P. S. -- Question famille, la nature ne m'a rien refusé, contrairement à mon régime de retraite .

 

 

« A Jacques-François-Paul Aldonce de Sade 1

Ferney 12 février 1764

Vous remplissez, monsieur, le devoir d’un bon parent de Laure 2, et je vous crois allié de Pétrarque, non seulement par le goût et par les grâces, mais parce que je ne crois point du tout que Pétrarque ait été assez sot pour aimer vingt ans une ingrate. Je suis sûr que vos mémoires vaudront beaucoup mieux que les raisons que vous donnez de m’avoir abandonné si longtemps ; vous n’en avez d’autres que votre paresse.

Je suis enchanté que vous ayez pris le parti de la retraite ; vous me justifiez par là, et vous m’encouragez.

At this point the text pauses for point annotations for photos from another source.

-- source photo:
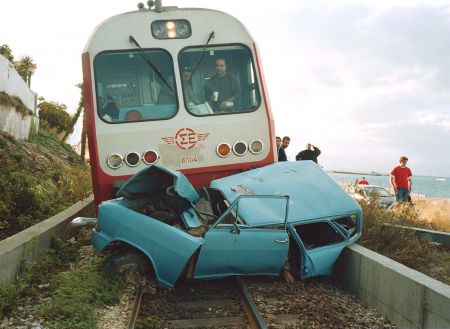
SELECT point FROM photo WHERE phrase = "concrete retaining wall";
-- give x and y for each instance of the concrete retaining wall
(34, 241)
(406, 297)
(12, 83)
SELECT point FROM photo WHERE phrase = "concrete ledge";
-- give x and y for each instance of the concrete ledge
(424, 234)
(406, 297)
(34, 241)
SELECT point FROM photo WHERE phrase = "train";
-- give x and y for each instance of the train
(178, 87)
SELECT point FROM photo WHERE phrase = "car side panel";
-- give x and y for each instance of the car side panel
(251, 251)
(167, 247)
(320, 261)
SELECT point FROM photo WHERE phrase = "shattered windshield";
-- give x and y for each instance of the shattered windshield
(222, 82)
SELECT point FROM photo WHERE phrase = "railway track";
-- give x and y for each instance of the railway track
(256, 302)
(201, 304)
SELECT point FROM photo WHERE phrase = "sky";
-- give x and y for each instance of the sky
(365, 81)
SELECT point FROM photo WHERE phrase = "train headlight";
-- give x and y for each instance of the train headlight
(184, 29)
(132, 159)
(133, 115)
(171, 29)
(150, 157)
(223, 150)
(256, 146)
(114, 161)
(240, 148)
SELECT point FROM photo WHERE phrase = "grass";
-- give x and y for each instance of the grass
(403, 247)
(15, 102)
(74, 289)
(38, 179)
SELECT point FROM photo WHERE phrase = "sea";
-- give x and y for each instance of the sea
(423, 186)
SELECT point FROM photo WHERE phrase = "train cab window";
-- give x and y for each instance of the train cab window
(219, 80)
(135, 85)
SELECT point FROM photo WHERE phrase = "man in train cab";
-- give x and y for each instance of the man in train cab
(223, 89)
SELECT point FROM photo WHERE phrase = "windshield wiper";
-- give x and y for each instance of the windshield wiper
(150, 63)
(211, 36)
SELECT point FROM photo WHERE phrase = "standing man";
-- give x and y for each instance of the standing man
(222, 89)
(400, 180)
(278, 141)
(311, 153)
(282, 152)
(363, 181)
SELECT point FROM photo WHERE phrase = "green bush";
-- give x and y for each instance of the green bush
(15, 102)
(74, 295)
(55, 116)
(36, 272)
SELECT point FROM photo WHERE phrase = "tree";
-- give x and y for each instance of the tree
(25, 66)
(54, 116)
(6, 52)
(80, 110)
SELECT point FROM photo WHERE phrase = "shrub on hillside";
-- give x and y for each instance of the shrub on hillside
(54, 115)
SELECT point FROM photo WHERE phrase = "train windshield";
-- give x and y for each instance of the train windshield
(135, 85)
(219, 80)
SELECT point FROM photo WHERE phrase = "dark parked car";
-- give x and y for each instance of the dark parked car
(260, 222)
(372, 192)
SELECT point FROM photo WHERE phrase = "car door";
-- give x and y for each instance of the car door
(234, 248)
(321, 245)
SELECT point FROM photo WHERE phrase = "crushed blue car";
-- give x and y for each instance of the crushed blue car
(260, 222)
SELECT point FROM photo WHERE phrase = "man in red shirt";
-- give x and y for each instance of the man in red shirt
(401, 180)
(363, 181)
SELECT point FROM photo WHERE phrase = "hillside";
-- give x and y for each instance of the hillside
(38, 178)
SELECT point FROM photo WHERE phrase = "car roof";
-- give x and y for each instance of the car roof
(312, 192)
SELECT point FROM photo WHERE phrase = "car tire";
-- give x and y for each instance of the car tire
(124, 262)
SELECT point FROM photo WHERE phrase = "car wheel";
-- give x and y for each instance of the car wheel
(127, 263)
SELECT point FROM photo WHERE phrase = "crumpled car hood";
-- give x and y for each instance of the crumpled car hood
(153, 179)
(312, 192)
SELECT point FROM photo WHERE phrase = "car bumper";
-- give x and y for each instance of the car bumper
(100, 240)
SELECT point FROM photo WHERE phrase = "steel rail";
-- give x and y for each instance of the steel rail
(254, 317)
(424, 234)
(136, 306)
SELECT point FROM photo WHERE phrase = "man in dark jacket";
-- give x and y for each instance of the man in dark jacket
(282, 151)
(311, 153)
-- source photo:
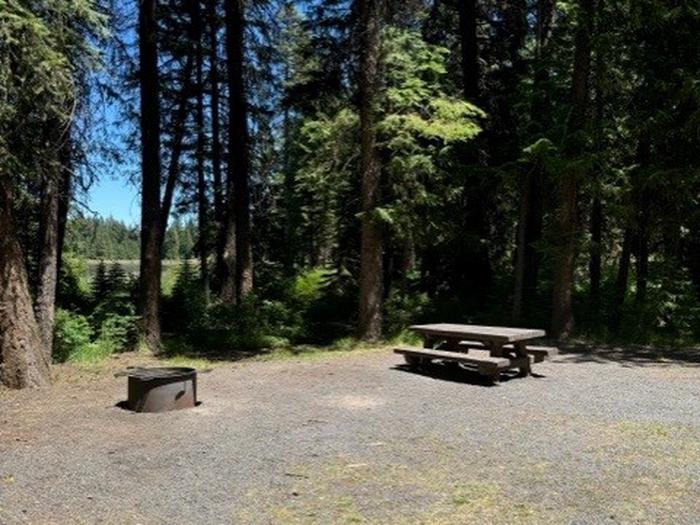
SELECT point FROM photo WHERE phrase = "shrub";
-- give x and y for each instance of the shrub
(118, 332)
(403, 308)
(72, 334)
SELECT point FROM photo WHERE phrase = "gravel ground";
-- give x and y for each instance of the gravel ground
(597, 438)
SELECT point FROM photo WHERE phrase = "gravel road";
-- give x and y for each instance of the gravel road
(592, 439)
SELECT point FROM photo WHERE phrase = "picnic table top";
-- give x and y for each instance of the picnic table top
(499, 334)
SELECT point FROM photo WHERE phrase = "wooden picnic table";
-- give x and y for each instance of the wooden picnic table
(490, 349)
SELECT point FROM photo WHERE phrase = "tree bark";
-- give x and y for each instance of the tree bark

Si je n’étais vieux et presque aveugle, Paul irait voir Antoine, et je dirais avec Pétrarque :

Movesi il vecchiarel canuto e bianco

del dolce loco ov’ ha sua et à fornita,

e da la famigliuola sbigottita,

Che vede il caro padre venir manco.3

J’irai vous voir assurément à la Fontaine de Vaucluse. Ce n’est pas que mes vallées ne soient plus vastes et plus belles que celles où a vécu Pétrarque , mais je soupçonne que vos bords du Rhône sont moins exposés que les miens aux cruels vents du nord. Le pays de Gex, où j’habite, est un vaste jardin entre des montagnes ; mais la grêle et la neige viennent trop souvent fondre sur mon jardin. J’ai fait bâtir un château bien petit, mais bien commode, où je me suis précautionné contre ces ennemis de la nature : j’y vis avec une nièce que j’aime ; nous y avons marié mademoiselle Corneille à un gentilhomme du voisinage qui demeure avec nous ; je me suis donné une nombreuse famille que la nature m’avait refusée, et je jouis enfin d’un bonheur que je n’ai jamais goûté que dans la retraite. Je ne puis laisser la famiglia sbigottita 4; vous feriez donc fort bien, vous monsieur, qui avez de la santé, et qui n’êtes point dans la vieillesse, de faire un pèlerinage vers notre climat hérétique. Vous ne craindrez pas le souffle empesté de Genève . Monsieur le légat vous chargera d’Agnus et de reliques . Vous en trouverez d’ailleurs chez moi ; et je vous avertis d’avance que le pape m’a envoyé par M. le duc de Choiseul un petit morceau de l’habit de saint François, mon patron. Ainsi vous voyez que vous ne risquez rien à faire le voyage . D’ailleurs la ville de Calvin est remplie de philosophes, et je ne crois pas qu’on en puisse dire autant de la ville de la reine Jeanne 5.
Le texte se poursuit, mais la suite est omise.